The BTU Nominations and Election Committee, appointed by former president English, wrote in a letter addressed to English it had “completed its investigation of alleged violations” and announced a new election. That letter was cited by Brown in her request to the AFT to intervene, arguing the committee violated BTU’s own bylaws by “improperly conducting an investigation and issuing a finding after the conclusion of the election,” Brown wrote to Weingarten on May 24.
Madeloni sees parallels to the response to her and that of A Union We Deserve, saying she faced “charge after charge that we had done something illegal.”
Now an education coordinator with the publication and education project Labor Notes, Madeloni advises grassroots caucuses like those that comprise A Union We Deserve. “[They] were running a platform of transparency, and I would say that this calling for a re-do goes to exactly to this point,” said Madeloni, who has signed and shared to Facebook an online petition calling for AFT President Weingarten to side with the victors of the recent union election in Baltimore.
On May 24, Progressive Caucus Chairman Corey Debnam had already made a public Facebook post announcing an election date of June 20, the final day of class for students.

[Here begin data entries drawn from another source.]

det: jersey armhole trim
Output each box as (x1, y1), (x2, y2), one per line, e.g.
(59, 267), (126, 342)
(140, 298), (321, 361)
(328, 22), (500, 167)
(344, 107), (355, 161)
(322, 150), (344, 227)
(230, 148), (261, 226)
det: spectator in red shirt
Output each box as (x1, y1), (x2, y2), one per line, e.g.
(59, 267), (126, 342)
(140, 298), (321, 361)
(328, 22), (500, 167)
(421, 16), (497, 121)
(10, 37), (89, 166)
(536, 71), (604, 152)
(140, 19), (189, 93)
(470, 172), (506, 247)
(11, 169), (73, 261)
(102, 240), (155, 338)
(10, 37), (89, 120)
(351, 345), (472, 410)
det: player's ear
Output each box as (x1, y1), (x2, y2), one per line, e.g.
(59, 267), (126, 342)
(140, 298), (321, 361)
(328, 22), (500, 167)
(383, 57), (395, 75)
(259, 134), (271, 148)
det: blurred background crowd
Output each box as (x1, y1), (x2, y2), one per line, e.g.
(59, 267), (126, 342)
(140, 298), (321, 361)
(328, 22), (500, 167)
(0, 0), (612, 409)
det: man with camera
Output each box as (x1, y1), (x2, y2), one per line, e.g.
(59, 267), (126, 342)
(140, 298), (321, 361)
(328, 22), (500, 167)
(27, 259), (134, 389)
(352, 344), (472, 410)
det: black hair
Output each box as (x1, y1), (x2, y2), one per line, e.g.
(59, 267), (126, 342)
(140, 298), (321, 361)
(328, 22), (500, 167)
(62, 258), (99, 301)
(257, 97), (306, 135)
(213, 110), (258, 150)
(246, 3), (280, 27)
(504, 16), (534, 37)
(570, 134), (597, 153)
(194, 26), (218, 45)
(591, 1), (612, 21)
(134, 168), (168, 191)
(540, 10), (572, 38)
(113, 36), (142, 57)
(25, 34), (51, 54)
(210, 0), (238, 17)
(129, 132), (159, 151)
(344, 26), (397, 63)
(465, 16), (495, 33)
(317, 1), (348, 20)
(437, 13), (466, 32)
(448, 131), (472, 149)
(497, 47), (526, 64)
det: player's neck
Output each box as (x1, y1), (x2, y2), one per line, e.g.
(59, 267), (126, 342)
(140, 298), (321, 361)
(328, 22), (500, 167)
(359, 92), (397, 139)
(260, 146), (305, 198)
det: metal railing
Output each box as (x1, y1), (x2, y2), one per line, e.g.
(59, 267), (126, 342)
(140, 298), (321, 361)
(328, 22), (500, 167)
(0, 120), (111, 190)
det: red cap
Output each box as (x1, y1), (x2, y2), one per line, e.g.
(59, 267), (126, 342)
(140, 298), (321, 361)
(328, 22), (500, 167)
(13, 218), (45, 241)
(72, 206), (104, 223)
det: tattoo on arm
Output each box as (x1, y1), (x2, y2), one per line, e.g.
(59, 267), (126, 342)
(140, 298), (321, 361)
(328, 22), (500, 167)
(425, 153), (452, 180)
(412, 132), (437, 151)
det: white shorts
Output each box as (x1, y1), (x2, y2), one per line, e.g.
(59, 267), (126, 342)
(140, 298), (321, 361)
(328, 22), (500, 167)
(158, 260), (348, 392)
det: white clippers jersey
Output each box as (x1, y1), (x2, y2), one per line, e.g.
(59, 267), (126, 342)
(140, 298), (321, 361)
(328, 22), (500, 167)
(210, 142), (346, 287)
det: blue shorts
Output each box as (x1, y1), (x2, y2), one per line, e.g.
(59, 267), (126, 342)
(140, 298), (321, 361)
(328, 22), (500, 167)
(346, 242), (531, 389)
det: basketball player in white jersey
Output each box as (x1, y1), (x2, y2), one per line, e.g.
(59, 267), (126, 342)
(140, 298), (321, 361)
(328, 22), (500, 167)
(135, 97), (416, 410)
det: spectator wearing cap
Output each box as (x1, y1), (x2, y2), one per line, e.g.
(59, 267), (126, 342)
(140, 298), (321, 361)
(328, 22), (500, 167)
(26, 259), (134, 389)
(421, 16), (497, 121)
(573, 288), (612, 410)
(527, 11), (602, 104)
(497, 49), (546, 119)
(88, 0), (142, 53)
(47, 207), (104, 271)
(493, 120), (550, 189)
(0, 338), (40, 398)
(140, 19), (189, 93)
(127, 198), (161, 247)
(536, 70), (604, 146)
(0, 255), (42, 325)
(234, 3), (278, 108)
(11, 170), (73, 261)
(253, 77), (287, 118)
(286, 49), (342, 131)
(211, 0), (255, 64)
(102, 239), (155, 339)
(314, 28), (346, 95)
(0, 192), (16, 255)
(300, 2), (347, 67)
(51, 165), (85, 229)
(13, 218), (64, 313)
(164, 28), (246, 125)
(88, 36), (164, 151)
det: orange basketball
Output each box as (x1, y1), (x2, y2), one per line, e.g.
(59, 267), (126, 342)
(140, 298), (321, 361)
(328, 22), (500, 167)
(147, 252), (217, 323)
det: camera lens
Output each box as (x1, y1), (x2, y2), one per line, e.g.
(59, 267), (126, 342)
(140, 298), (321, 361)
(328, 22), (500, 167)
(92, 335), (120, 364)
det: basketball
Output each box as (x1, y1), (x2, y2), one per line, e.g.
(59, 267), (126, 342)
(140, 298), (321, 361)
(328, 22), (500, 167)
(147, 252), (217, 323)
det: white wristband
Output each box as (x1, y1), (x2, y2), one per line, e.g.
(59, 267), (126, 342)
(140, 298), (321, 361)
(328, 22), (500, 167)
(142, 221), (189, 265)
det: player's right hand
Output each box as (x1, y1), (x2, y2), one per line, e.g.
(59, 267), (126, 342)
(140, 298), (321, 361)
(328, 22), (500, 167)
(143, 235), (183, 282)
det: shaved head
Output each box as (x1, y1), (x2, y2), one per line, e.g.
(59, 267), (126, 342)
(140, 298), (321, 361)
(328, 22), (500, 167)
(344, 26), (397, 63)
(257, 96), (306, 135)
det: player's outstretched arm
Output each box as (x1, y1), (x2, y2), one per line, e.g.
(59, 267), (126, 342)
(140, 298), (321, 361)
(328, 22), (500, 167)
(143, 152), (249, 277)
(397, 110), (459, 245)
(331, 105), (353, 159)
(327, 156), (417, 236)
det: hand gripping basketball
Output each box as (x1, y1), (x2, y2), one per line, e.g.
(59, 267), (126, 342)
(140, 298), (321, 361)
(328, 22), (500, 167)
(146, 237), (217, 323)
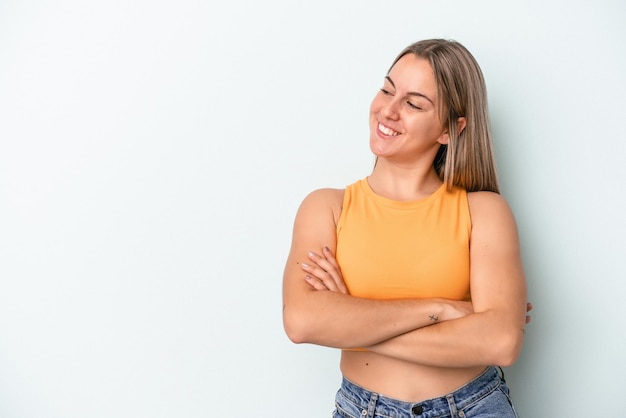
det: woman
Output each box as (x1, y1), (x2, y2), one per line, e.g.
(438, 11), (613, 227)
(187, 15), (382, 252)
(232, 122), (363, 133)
(283, 40), (530, 418)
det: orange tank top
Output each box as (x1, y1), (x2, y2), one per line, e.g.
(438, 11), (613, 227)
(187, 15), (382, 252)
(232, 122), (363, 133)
(336, 179), (471, 300)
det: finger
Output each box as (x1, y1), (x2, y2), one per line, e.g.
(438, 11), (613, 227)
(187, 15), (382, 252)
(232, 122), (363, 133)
(309, 247), (348, 295)
(304, 275), (328, 290)
(300, 263), (339, 292)
(323, 246), (339, 270)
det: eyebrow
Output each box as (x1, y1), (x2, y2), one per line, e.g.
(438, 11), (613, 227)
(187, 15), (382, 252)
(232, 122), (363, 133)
(385, 76), (435, 106)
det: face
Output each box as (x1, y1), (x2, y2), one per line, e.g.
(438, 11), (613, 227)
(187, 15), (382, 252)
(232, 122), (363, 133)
(370, 54), (448, 163)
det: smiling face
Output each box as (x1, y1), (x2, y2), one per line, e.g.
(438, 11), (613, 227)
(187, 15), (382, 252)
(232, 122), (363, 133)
(370, 54), (448, 164)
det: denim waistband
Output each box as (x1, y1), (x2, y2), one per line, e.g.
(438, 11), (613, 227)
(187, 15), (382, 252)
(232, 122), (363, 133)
(340, 367), (503, 417)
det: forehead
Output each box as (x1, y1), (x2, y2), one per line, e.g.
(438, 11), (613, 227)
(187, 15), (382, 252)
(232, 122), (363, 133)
(387, 54), (437, 97)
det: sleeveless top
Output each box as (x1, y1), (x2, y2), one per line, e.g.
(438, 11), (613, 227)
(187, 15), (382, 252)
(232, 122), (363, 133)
(336, 179), (471, 300)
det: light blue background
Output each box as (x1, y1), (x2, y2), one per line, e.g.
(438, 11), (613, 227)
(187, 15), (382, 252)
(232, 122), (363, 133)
(0, 0), (626, 418)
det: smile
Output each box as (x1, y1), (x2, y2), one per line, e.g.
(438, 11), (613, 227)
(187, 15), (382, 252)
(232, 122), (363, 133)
(378, 122), (400, 136)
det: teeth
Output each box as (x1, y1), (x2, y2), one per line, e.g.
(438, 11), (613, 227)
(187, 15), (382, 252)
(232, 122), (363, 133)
(378, 123), (398, 136)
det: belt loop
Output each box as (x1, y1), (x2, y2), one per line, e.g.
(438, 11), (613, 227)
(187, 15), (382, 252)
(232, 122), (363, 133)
(498, 366), (506, 384)
(446, 394), (457, 417)
(367, 392), (378, 418)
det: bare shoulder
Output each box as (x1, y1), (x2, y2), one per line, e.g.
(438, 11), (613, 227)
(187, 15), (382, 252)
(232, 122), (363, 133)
(467, 192), (517, 236)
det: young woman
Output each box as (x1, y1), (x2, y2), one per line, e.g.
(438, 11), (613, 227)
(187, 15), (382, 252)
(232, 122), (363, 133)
(283, 39), (530, 418)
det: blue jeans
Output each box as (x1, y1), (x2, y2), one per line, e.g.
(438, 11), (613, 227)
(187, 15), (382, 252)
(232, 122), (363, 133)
(333, 367), (517, 418)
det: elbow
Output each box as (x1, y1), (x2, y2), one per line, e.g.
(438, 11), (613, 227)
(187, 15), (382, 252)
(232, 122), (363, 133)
(283, 307), (310, 344)
(490, 330), (524, 367)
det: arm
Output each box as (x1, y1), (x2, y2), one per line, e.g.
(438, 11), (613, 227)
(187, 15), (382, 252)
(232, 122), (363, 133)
(369, 192), (532, 367)
(283, 189), (467, 348)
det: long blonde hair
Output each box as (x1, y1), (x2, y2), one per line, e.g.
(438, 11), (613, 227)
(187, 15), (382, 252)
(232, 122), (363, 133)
(390, 39), (500, 193)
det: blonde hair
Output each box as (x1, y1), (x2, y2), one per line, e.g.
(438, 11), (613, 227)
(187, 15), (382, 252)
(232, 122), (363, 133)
(390, 39), (500, 193)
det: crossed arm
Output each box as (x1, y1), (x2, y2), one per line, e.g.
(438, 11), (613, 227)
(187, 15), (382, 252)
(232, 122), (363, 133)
(283, 189), (530, 367)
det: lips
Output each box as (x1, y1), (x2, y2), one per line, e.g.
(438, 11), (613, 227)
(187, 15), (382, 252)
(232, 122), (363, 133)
(378, 122), (400, 136)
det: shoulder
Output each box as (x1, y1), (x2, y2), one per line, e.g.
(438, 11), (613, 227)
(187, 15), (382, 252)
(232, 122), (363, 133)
(298, 188), (345, 221)
(467, 191), (516, 232)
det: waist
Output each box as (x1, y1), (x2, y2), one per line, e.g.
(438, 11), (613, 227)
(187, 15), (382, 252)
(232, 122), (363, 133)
(340, 367), (503, 417)
(341, 350), (487, 402)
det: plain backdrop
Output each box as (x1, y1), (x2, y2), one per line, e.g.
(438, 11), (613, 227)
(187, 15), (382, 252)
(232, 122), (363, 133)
(0, 0), (626, 418)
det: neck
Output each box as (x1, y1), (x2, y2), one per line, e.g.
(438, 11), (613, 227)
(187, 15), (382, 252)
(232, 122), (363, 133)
(368, 158), (442, 201)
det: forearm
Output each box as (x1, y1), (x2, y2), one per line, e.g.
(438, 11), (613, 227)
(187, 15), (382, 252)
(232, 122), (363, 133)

Two sources from A Union We Deserve, who did not want to be named, said they were never notified of this new election date. On May 25, Thomas Fraiser, chairman of the Nominations and Election Committee, clarified in an email that “no date has been set for the election.”
Also speaking out in support of Brown’s campaign is Chicago high school civics teacher Kenzo Shibata. “English has served for 21 years. It is time for change, and social movement unionism is the only way to build power,” he said in a phone interview.

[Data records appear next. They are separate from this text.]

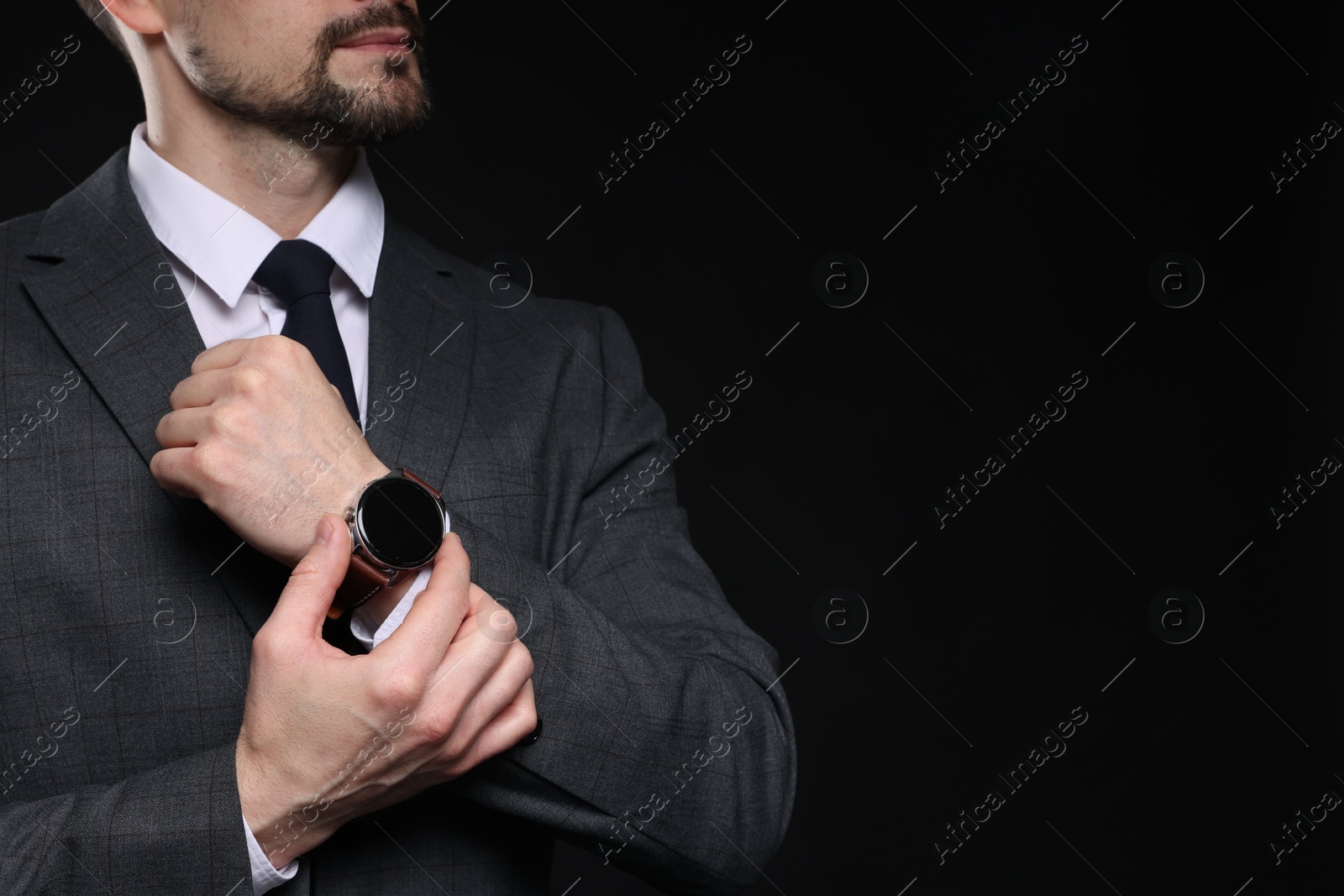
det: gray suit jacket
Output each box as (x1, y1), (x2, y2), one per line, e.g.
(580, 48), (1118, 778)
(0, 149), (795, 896)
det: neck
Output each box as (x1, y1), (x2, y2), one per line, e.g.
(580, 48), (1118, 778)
(145, 96), (356, 239)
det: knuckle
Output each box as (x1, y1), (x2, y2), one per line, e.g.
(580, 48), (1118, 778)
(375, 668), (425, 706)
(234, 364), (266, 395)
(210, 405), (244, 435)
(191, 443), (220, 481)
(504, 641), (536, 683)
(415, 710), (455, 750)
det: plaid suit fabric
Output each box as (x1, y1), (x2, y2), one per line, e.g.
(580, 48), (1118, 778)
(0, 149), (795, 896)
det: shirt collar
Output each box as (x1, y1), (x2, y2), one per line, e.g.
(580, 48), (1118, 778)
(128, 123), (385, 307)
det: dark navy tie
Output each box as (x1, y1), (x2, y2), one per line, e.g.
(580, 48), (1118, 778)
(253, 239), (359, 423)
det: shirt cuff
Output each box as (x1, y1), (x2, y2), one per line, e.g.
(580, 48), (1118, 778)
(349, 563), (434, 650)
(244, 818), (298, 896)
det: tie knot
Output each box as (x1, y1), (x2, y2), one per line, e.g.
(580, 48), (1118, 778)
(253, 239), (336, 307)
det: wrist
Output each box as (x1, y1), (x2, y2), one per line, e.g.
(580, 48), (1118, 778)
(360, 575), (415, 631)
(234, 733), (340, 871)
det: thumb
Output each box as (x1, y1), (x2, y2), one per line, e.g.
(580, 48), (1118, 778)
(271, 513), (351, 637)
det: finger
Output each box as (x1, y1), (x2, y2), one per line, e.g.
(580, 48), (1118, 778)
(473, 679), (538, 763)
(378, 532), (472, 676)
(168, 365), (249, 411)
(448, 641), (533, 748)
(191, 336), (266, 374)
(453, 582), (517, 643)
(150, 448), (200, 500)
(421, 599), (518, 731)
(155, 407), (213, 448)
(270, 513), (351, 638)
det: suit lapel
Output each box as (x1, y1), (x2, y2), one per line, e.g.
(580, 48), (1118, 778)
(365, 219), (475, 496)
(23, 148), (473, 634)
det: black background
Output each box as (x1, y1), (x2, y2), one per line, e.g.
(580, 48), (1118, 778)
(0, 0), (1344, 896)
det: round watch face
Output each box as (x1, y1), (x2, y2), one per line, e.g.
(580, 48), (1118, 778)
(354, 478), (444, 569)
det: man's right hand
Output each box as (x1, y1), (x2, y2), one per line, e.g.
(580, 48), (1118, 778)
(235, 513), (536, 867)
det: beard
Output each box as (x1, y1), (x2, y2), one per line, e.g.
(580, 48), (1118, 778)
(186, 4), (432, 146)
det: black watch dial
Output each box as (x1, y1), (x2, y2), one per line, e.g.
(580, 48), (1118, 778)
(354, 478), (444, 569)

“I’m hopeful that AFT will do the right thing and uphold the original vote, but the AFT isn’t a democratic organization and have a history of deferring to the status quo,” he said, citing the union’s 2015 endorsement of Hillary Clinton without consulting its members.
A vice president-elect in the Chicago Teachers Union, Shibata helped co-found the militant Caucus of Rank and File Educators (CORE) that in 2010 won the leadership of the Chicago Teachers Union, defeating incumbents that had controlled the union for decades. In 2012, CORE lead the union into a historic strike that ended after teachers won a number of their demands over pay and working conditions.
Debman’s post also outlines 13 alleged violations of impropriety by A Union We Deserve, including visiting “the homes of Progressive Caucus members,” and “impersonating current BTU leadership to gain right of entry to school property or work sites.”
A Union We Deserve declined to respond to the allegations. Spokesperson Anthony McCarthy said Brown “wants the appropriate governing authority to investigate,” rather than the committee appointed by former president English.
Follow up emails and interview requests to Debnam, Fraiser, and English have gone unanswered, as have requests to Elections USA, the company that designed the electronic ballot machine that was widely panned for making it very easy to vote for the “English Slate” while forcing voters to click through several other screens to vote for members of A Union We Deserve.
The way the electronic ballot was set up to make it easier to vote for the incumbent slate contravenes Department of Labor Guidelines, which require election officials to “[avoid] any acts of favoritism or even the appearance of favoritism,” argues Dr. Lois Weiner, an author and independent researcher, and former career teacher and education professor. “[The BTU Nominations and Election Committee] shouldn’t be trusted to do it again,” she said.